Dosimetric Evaluation of Prostate SBRT Using Deformable Image Registration
Abstract
Purpose
Adaptive radiotherapy (ART) is designed to improve target coverage and normal tissue sparing compared with non-ART treatment. While in prostate SBRT differences between adaptive and non-adaptive plans are often modest, certain fractions exhibit clinically significant under-coverage without plan re-optimization. This study quantified the dosimetric impact of these under-dosed fractions by accumulating fractional doses on daily anatomy using deformable image registration to the reference planning CT.
Methods
From a retrospective institutional prostate SBRT cohort delivered on a Varian Ethos platform (250 fractions), nine fractions were identified with severe under-coverage on scheduled plans, showing notable inter-fractional variability in a subset of patients. Three patients had D95%<50%, four patients had one fraction each with D95%=50–80%, and one patient had two fractions with D95%=75–80%. For each affected patient, the full treatment course was exported, and fractional doses were mapped to the reference planning CT using deformable image registration to calculate cumulative dose.

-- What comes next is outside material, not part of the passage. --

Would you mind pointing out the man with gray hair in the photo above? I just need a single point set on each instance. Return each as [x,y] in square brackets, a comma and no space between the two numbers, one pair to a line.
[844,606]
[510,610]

Reconstructed prostate doses were compared with the planned doses to quantify deviations.
Results
Our results showed that, despite occasional large fractional anatomical variations and severe under-coverage, cumulative prostate dose remained close to the prescription dose, with differences ≤ 3% of prescription dose (Dp=37Gy). In one patient, accumulated D95% was ~81% of Dp because Ethos automatically shifted the treatment isocenter to the prostate centroid. Dose reconstruction without this auto-isocenter shift restored the cumulative dose to the prescription dose. It should be noted that if multiple fractions exhibited severe under-coverage, larger cumulative deviations could occur.
Conclusion
Despite occasional large anatomical variations, cumulative prostate dose was largely preserved except for multiple fractions with severe under-coverage. These findings highlight the potential utility of adaptive planning and call for flexible workflows that allow free switch between IGRT and ART based on clinical needs to improve treatment efficiency while maintaining dosimetric fidelity.